Python：计算字典中具有O（logN）中给定值的项数

Question

I want to count the number of items in a dictionary with the given value (suppose the value in dictionary is just number), I've searched online and find two approaches, the first one :

sum(x == chosen_value for x in d.values())

the second approach is using Counter in Collections module.

However, I think the running time of both approaches is O(N) , where N is the total number of items in the dictionary. I want to find out a way to do this in O(logN) , is it possible?

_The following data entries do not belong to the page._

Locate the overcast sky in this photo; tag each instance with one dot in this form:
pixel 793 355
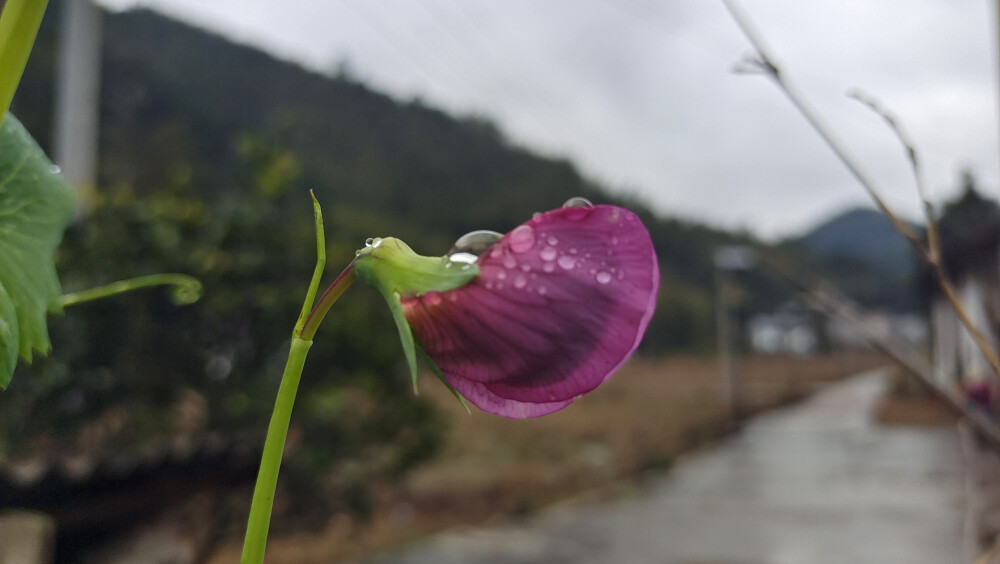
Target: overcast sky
pixel 639 94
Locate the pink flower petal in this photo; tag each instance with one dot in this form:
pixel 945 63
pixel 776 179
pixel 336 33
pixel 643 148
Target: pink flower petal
pixel 560 303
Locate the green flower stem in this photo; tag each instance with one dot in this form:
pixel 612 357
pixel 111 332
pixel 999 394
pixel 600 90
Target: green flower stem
pixel 315 317
pixel 274 445
pixel 186 289
pixel 19 24
pixel 270 462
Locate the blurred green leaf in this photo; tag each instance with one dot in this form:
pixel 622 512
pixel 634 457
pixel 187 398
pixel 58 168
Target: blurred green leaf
pixel 35 206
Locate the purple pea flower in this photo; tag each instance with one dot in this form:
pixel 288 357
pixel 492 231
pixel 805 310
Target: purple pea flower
pixel 559 304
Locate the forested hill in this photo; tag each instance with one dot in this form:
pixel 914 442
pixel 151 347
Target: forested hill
pixel 183 109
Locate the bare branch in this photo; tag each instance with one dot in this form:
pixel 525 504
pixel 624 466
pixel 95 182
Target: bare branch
pixel 933 240
pixel 930 253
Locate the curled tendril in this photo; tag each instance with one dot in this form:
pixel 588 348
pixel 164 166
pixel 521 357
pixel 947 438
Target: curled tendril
pixel 185 289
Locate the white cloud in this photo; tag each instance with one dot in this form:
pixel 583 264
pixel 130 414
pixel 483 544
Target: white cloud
pixel 639 94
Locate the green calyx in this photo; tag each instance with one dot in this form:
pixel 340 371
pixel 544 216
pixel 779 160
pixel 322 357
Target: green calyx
pixel 390 266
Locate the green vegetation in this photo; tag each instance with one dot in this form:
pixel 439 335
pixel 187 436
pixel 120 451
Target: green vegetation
pixel 207 153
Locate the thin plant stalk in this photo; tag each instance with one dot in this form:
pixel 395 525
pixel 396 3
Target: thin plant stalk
pixel 186 289
pixel 19 23
pixel 259 520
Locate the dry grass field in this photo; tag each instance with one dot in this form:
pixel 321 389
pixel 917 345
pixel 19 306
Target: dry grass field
pixel 493 469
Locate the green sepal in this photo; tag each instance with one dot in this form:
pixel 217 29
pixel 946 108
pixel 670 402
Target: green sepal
pixel 447 384
pixel 390 265
pixel 405 334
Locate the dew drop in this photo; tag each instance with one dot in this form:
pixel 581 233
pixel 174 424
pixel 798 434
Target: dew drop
pixel 522 238
pixel 474 242
pixel 566 262
pixel 462 257
pixel 578 202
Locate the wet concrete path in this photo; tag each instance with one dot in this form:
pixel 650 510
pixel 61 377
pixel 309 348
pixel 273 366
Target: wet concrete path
pixel 814 483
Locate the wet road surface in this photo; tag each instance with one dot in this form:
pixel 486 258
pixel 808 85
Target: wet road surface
pixel 817 482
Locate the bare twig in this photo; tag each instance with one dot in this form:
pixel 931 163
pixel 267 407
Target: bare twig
pixel 930 254
pixel 933 240
pixel 827 299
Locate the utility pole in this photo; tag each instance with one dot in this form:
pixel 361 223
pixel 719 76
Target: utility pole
pixel 729 260
pixel 77 111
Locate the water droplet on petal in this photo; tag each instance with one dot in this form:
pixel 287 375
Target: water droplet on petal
pixel 462 257
pixel 522 238
pixel 578 202
pixel 475 242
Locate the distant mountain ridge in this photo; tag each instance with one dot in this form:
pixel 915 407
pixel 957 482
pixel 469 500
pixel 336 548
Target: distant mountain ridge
pixel 866 256
pixel 864 234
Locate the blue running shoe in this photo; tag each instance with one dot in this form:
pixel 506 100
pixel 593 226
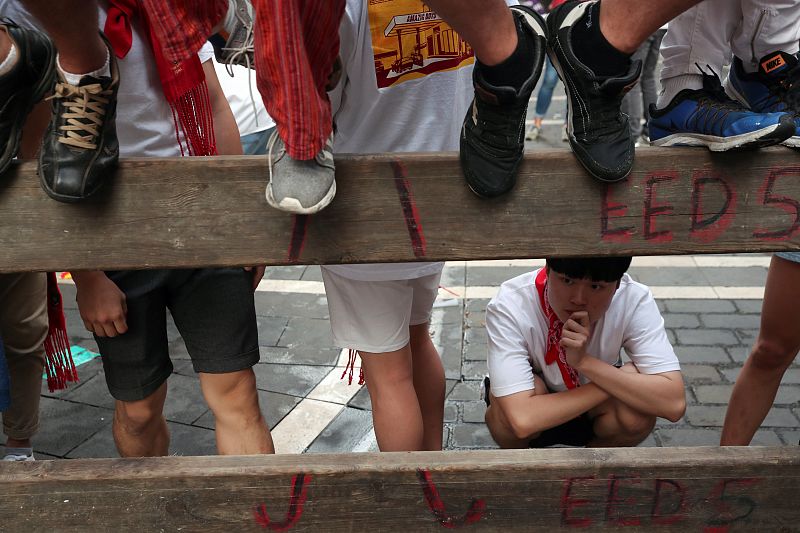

Thanks in advance for any help and suggestion!

Update:

Thanks for all the quick reply! It cannot be done in O(logN) . I may use binary tree to store the (key,value) pairs instead.

Answer 1

No. Why would you expect it to be possible? It might be if you had a binary search tree, but dicts are unordered, so you have to iterate through the values.

Answer 2

You have to read every value in a given dictionary if you have no prior knowledge of these values, which is the normal case. So in the usual case, it has to be O(N) .

Answer 3

You could maintain another dictionary which maps values to count. That would give you the counts that you seek in O(1). The idea would be to implement a higher order data structure that acts like a dictionary, but adds the capability to return counts for values by maintaining another dictionary internally.

I realize that this is probably not what you are asking. Just putting it out there, just on the off chance.